Politicker MA, a website that covered state politics at a time when Beacon Hill coverage is steadily being reduced in both the broadcast and print media, apparently expired this weekend. (The website has stories from as late as Friday.) CommonWealth contributing writer Dan Kennedy blogs on the failed experiment over at Media Nation:
I’m not sure what happened. It could be that Politicker’s business model — getting advocacy groups (i.e., lobbyists) to buy ads in order to reach the intended audience of inside players — was not realistic. It could be that the model was brilliant but the timing was bad. In any case, the cycle of destruction and creation continues.
But Kennedy is not impressed by an alternative model for web-based news-gathering — namely New York Times columnist David Carr’s suggestion that an “iTunes for news” could convince the millions of interested readers who get their news every day free on newspapers sites that it’s time to pay up. Kennedy notes:
The one thing that won’t work — and I think Carr would acknowledge this if it were put to him directly — is the notion that newspapers as we have come to know them will somehow be able to charge for their everyday content. That horse left the barn 10 years ago, and it’s not coming back.
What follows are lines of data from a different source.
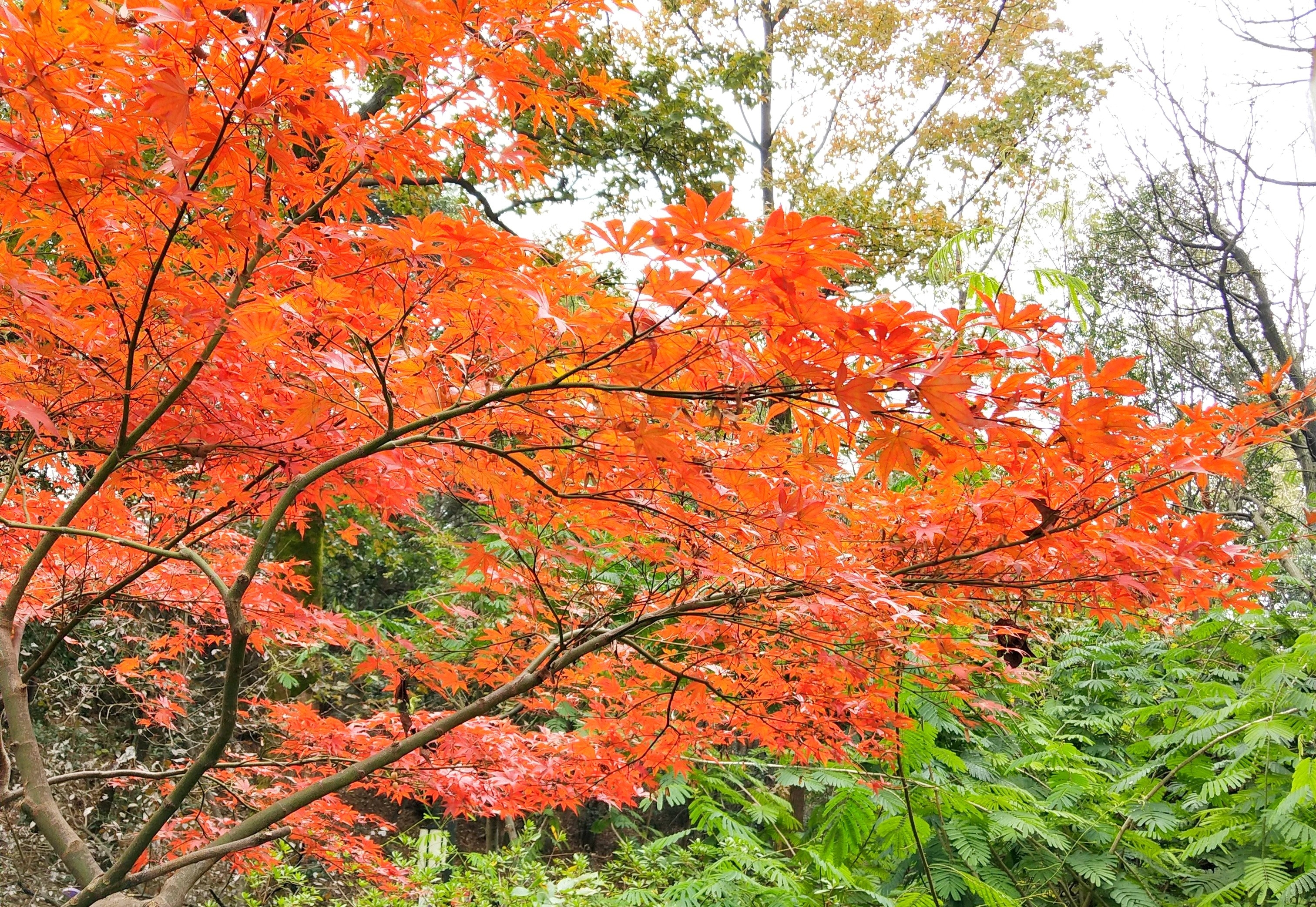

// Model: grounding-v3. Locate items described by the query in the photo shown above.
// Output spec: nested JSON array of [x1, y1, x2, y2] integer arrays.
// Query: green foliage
[[355, 612, 1316, 907]]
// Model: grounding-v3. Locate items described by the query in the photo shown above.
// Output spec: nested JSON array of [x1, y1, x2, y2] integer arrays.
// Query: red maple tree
[[0, 0, 1286, 907]]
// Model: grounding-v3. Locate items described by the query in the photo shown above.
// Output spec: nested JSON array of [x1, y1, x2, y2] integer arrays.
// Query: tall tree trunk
[[758, 0, 778, 216]]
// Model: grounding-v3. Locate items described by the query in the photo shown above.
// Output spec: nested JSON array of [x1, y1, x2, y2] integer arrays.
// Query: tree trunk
[[758, 0, 776, 216]]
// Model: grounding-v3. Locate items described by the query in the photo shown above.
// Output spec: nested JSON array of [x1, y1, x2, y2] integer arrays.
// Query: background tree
[[1073, 8, 1316, 596], [0, 0, 1300, 907], [644, 0, 1111, 278]]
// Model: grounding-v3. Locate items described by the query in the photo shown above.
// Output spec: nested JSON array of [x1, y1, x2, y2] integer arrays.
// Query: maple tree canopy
[[0, 0, 1300, 904]]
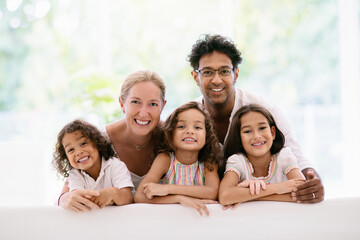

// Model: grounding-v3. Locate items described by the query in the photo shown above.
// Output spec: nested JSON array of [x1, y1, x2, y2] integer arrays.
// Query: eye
[[202, 70, 214, 76], [150, 103, 159, 107], [220, 69, 230, 75]]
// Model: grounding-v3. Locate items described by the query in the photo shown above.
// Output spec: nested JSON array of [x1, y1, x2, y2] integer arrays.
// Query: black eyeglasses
[[195, 67, 235, 78]]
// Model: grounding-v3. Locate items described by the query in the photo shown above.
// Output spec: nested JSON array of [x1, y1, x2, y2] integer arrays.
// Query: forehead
[[178, 108, 205, 122], [240, 112, 268, 125], [199, 51, 232, 69], [128, 81, 161, 100], [62, 130, 84, 144]]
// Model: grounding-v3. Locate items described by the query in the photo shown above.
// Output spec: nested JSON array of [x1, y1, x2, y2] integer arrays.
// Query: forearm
[[112, 187, 133, 206], [219, 184, 276, 206], [301, 168, 321, 179], [255, 193, 295, 202], [167, 184, 218, 200]]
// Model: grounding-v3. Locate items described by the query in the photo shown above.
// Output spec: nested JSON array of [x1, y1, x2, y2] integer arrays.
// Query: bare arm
[[58, 181, 100, 212], [292, 168, 325, 203], [219, 171, 303, 206], [91, 187, 132, 208]]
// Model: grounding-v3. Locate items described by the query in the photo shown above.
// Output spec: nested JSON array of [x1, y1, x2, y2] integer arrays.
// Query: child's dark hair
[[188, 34, 242, 70], [52, 119, 117, 177], [224, 104, 285, 159], [159, 102, 223, 171]]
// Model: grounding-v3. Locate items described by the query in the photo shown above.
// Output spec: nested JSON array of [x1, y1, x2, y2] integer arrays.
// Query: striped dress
[[159, 153, 205, 185]]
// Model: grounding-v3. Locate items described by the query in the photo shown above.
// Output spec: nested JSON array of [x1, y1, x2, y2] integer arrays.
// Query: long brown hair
[[159, 102, 223, 171], [224, 104, 285, 159]]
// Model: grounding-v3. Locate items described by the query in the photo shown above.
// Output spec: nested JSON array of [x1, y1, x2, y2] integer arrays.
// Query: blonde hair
[[120, 70, 166, 103]]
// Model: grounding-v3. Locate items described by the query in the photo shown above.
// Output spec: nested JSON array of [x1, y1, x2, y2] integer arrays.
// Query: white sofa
[[0, 197, 360, 240]]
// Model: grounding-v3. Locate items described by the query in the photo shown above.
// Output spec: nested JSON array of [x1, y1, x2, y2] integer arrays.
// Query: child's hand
[[143, 183, 169, 199], [275, 178, 305, 194], [238, 180, 266, 195], [179, 195, 218, 216], [91, 188, 116, 208]]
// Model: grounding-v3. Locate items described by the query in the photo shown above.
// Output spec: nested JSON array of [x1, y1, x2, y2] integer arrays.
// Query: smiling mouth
[[211, 88, 224, 92], [183, 138, 196, 142], [135, 119, 150, 126], [77, 156, 90, 163], [251, 141, 266, 147]]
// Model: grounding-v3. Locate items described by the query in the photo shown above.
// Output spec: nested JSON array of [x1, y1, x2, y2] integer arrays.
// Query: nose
[[139, 105, 149, 117], [211, 71, 222, 85]]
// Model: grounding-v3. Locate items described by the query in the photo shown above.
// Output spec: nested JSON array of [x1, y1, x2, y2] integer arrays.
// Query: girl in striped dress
[[134, 102, 222, 215], [219, 104, 305, 206]]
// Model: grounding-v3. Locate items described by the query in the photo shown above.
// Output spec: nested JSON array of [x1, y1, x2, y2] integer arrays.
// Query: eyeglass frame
[[195, 67, 236, 78]]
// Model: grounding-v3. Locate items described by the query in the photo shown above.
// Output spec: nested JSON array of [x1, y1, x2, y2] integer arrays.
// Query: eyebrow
[[240, 122, 270, 129], [130, 97, 160, 102]]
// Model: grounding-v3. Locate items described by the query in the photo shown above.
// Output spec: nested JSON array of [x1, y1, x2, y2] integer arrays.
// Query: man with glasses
[[188, 35, 324, 203]]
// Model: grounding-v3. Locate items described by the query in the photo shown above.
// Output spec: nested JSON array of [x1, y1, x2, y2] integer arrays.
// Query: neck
[[203, 94, 235, 122], [248, 151, 271, 177]]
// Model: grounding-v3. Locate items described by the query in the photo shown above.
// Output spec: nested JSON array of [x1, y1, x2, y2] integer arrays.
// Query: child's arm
[[219, 171, 304, 206], [144, 165, 220, 200], [134, 154, 214, 215], [92, 187, 132, 208], [134, 153, 174, 203]]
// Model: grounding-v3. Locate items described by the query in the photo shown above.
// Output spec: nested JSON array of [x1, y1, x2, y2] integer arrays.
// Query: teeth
[[184, 138, 195, 142], [135, 119, 150, 125], [78, 157, 89, 163], [211, 88, 223, 92], [253, 142, 265, 146]]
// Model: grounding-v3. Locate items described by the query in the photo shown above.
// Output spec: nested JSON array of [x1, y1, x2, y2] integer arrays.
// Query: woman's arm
[[144, 165, 220, 200]]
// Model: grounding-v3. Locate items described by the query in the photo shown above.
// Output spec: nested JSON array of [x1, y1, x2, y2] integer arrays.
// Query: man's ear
[[119, 97, 125, 113], [234, 67, 239, 84], [191, 70, 200, 86]]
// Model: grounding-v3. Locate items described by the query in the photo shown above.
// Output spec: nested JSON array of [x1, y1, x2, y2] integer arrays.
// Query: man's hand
[[291, 168, 324, 203]]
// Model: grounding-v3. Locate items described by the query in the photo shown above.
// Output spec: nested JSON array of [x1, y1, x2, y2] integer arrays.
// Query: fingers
[[306, 169, 315, 180], [291, 178, 324, 203]]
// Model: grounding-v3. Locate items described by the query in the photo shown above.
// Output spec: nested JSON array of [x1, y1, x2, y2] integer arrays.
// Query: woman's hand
[[179, 195, 218, 216], [143, 183, 169, 199], [238, 180, 266, 195], [59, 189, 100, 212]]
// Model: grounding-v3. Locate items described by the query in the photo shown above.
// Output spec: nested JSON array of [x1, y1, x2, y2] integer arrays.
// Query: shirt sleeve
[[68, 168, 85, 192], [277, 147, 299, 176], [225, 154, 246, 182], [110, 158, 134, 189]]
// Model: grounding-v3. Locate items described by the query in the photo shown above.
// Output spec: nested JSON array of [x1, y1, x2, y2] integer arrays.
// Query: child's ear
[[271, 126, 276, 140]]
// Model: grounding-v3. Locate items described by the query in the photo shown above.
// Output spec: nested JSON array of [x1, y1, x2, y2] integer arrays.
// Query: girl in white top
[[219, 104, 305, 206], [53, 120, 133, 211]]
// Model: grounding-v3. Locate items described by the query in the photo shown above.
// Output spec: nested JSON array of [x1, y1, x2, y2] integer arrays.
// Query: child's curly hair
[[52, 119, 117, 177], [158, 102, 223, 171]]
I think Kennedy is right when it comes to breaking news, though I would be willing to pay 99 cents for the longer and more analytical stories (essentially, magazine pieces) that used to be more common in major newspapers. (I’ve got more money to spend now that I’ve let so many magazine subscriptions lapse.) The Metro-type news could be a loss leader for a newspaper site, kind of like the Cheez-Its near the front door at a supermarket, with the more satisfying (and pricier) stuff in the back.